Congress hasn’t approved war with Iran, so I think we shouldn’t go to war with Iran.
They got rid of that barrier a long time ago.
Guess that seals it. General Caine just told President Bonespurs that he’s on track to accomplish his goal.
“Mr. President, sir, if we plan to bomb this new country, we’re going to need to 10x the Pentagon budget asap! Otherwise, we’ll run out of death machines.”
“I can’t get that through Congress.”
“How about 5x? 2x? 50%?”
“I think we can add another $100B to the Pentagon’s budget for this holocaust.”
turning to line of lobbyists behind him “Warm up the hot tub at Little Saint James, boys! The President just greenlit Lockhead’s next round of bonuses!”
Siphon off the 10B from BoArD oF pEaCe and they’ll only need another 90. Easy enough, you could find that between the couch cushions. I’d avoid the one in the VP’s office though.

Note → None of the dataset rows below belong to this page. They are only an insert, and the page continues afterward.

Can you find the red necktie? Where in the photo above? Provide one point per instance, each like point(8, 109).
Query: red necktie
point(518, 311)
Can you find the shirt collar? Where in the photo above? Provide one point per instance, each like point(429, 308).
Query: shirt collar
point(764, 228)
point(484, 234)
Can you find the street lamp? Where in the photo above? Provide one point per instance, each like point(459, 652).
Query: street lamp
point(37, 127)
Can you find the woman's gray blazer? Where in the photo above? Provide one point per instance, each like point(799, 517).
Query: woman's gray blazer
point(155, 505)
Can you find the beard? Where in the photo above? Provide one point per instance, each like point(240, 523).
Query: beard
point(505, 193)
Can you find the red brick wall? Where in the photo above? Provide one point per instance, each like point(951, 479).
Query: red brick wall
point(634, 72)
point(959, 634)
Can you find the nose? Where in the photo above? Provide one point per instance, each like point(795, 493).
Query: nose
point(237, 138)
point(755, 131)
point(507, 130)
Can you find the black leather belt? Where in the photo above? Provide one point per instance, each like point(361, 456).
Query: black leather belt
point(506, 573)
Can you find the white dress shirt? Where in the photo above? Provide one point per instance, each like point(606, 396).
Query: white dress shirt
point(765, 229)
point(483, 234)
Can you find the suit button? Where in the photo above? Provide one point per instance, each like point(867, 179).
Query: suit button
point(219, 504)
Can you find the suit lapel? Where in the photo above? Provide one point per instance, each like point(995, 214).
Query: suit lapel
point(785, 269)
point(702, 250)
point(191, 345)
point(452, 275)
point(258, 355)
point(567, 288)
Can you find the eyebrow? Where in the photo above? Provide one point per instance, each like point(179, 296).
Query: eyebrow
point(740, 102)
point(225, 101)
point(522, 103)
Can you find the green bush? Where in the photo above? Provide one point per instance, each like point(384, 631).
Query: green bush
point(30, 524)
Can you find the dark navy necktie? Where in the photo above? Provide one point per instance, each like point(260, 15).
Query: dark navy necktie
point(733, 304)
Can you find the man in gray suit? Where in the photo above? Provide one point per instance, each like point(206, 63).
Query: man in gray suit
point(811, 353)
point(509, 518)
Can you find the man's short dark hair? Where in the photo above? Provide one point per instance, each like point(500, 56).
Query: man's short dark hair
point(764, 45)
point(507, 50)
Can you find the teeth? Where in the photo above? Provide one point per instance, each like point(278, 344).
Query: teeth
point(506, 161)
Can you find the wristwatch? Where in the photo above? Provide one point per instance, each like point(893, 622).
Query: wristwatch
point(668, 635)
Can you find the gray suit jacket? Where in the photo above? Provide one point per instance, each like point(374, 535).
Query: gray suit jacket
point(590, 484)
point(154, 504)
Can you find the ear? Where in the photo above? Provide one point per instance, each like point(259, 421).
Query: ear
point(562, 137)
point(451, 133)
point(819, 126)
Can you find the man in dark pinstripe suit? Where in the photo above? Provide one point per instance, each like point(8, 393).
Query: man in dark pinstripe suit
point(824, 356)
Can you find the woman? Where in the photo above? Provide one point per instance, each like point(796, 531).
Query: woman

I think you’re leaving money on the table, so to speak.
Nobody’s going to pay for his sofa slop if they know from whom it came.
Gives me an idea for a heist thriller action thing though: get a small team together to burgle the baby batter bank where their organization’s target had made a deposit. The jacked jizz jar is then used to frame their target for some heinous crimes and more plot happens.
Team leader could either be a career criminal doing their One Last Job™ or undercover type sent in to foil the plan. Conflict kicks off after the ejaculatory evidence is planted: one of their teammates was actually working against them and swapped it out for a sample from the team leader.